Early voltage/calcium uncoupling predestinates the duration of ventricular tachyarrhythmias during ischemia/reperfusion

Background Abnormal intracellular calcium (Ca i ) kinetics during ischemia/reperfusion (I/R) can alter membrane voltage (V m ) and destabilize wavefront propagation. Objective We used optical mapping to investigate the hypothesis that early V m /Ca i uncoupling during a ventricular tachyarrhythmia (VT) can play a primary role in perpetuation of VT episodes. Methods Seventeen Langendorff-perfused guinea pig hearts were subjected to 15 min I/15 min R. Simultaneous optical recordings of V m and Ca i signals were obtained using a dual-photodiode array.
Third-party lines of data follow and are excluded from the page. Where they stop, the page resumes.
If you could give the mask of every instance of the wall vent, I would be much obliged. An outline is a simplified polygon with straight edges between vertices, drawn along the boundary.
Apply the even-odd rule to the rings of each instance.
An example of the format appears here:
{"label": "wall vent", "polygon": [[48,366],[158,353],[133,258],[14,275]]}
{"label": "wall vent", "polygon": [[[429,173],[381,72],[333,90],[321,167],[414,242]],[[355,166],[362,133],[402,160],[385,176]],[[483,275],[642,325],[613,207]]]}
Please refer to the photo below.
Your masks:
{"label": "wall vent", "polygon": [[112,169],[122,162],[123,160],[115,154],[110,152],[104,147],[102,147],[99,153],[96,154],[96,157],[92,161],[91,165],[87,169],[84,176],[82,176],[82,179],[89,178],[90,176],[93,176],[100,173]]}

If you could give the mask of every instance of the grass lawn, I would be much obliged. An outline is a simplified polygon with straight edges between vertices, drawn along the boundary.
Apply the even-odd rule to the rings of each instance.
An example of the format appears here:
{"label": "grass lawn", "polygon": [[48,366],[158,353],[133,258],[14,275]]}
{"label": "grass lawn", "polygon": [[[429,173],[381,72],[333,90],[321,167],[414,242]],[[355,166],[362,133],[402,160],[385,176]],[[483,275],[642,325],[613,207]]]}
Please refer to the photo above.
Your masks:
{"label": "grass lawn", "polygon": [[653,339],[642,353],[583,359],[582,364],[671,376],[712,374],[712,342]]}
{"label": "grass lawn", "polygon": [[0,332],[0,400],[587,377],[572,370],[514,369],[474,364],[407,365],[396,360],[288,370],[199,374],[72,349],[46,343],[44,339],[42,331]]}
Spatiotemporal entropy (E) was used to quantify differences in V m /Ca i kinetics during VT and compare wavefront topology during the first 500 ms of a VT episode. Results A total of 39 episodes of VT were analyzed; VT was classified as self-terminating (ST, n=28) and non–self-terminating (NST, n=11). The ST/VTs were further classified into short ST/VT (1 to 5 s in duration; n=16) and long ST/VT (>5 s, n=12). E values for NST/VTs were significantly higher than E values for both short and long ST/VTs separately as well as E values for ST/VTs as a group. Further, E values for long ST/VTs were significantly higher than E values for short ST/VTs. Wave breaks were consistently identified during periods of high E. Conclusion High E during the first 500 ms of the onset of VT (the first 2 to 3 beats) is significantly correlated with long ST or NST episodes. This may be related to destabilization of wave propagation that helps to perpetuate VT. Early V m /Ca i uncoupling can predestinate the development of a malignant NST/VT.